**Calibration Verification: Defining Criteria for Acceptable Performance**

**By: James O. Westgard, PhD**

**May 2016**

Many years ago we published a manual, the CLIA Final Rules for Quality Systems [1], that included a chapter on “Calibration and Calibration Verification.” One of the issues at that time was how to establish limits for acceptable performance for calibration verification. Our answer:

Truth be told, the laboratory is free to do whatever it wants! However, it would be best that the laboratory director or clinical consultant sign-off on whatever limits are set. In general, laboratory quality management practices are not based on objective quality goals or performance criteria. But they could be!

We suggested that the CLIA criteria for acceptable performance in PT surveys provided one source of quality specifications that might be applied. Today we could apply other types of quality goals that have been defined for intended clinical use of laboratory tests, for example, bias criteria based on biologic variation.
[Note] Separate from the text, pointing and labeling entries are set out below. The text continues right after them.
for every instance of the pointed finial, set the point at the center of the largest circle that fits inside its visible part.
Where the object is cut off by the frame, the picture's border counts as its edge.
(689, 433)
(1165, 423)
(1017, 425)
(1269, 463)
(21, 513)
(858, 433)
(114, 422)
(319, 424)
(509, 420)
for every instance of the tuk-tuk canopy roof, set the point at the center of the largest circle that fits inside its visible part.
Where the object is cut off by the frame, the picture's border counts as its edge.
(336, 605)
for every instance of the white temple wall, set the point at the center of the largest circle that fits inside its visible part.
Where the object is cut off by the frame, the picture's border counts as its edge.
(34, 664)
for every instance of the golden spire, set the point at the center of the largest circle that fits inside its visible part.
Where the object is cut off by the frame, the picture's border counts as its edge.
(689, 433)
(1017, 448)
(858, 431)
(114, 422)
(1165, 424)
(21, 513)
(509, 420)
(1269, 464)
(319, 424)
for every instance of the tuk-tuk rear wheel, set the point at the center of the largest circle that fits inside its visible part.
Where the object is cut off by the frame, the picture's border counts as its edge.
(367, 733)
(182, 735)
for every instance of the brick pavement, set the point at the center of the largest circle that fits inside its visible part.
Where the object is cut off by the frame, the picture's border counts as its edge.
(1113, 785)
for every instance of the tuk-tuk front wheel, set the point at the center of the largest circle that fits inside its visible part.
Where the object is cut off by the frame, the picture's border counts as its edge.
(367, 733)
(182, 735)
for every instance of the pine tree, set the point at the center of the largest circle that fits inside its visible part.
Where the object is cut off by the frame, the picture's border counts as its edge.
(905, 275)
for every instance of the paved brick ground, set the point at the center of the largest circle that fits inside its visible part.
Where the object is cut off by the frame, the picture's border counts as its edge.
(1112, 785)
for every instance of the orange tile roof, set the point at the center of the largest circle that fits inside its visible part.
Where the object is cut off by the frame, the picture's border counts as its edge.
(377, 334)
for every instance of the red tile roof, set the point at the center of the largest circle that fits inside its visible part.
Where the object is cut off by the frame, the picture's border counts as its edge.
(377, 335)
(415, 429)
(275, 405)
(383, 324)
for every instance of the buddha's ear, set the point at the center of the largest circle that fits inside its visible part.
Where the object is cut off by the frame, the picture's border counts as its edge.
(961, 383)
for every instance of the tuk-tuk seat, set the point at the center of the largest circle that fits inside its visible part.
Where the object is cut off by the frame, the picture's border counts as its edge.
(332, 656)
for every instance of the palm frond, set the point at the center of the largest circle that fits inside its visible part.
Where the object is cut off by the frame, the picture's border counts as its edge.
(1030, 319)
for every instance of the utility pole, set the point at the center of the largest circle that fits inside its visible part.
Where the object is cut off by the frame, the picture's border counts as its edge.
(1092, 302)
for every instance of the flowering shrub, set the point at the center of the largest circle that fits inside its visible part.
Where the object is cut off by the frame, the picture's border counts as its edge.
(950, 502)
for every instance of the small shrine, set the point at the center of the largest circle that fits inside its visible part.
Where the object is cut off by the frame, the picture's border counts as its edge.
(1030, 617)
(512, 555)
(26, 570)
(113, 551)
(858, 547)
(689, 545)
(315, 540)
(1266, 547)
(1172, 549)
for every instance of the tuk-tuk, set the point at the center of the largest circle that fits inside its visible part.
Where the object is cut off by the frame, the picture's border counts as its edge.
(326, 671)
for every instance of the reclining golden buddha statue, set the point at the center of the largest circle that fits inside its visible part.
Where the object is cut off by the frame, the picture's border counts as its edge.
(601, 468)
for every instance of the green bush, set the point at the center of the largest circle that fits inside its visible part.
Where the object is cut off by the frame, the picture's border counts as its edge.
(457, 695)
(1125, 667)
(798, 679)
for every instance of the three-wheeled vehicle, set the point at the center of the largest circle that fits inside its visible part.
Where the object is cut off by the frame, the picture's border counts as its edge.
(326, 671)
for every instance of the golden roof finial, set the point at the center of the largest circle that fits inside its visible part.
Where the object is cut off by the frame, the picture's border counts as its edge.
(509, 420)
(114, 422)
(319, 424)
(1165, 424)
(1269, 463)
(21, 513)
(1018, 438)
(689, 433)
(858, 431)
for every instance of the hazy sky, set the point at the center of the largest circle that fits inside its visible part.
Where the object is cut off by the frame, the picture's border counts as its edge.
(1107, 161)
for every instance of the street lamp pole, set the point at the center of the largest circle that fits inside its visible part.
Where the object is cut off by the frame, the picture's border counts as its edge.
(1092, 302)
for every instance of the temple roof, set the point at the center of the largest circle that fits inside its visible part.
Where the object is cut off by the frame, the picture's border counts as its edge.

CMS provides guidance on Calibration and Calibration Verification in a brochure that is available from the CMS website [2]. It provides the following definitions:

*Calibration is the process of testing and adjusting the instrument or test system readout to establish a correlation between the instrument’s measurement of the substance being tested and the actual concentration of the substance.*

*Calibration verification means testing materials of known concentration in the same manner as patient specimens to assure the test system is accurately measuring samples throughout the reportable range.*

Unfortunately, the brochure doesn’t address the issue of how to set criteria or limits for verifying performance is acceptable.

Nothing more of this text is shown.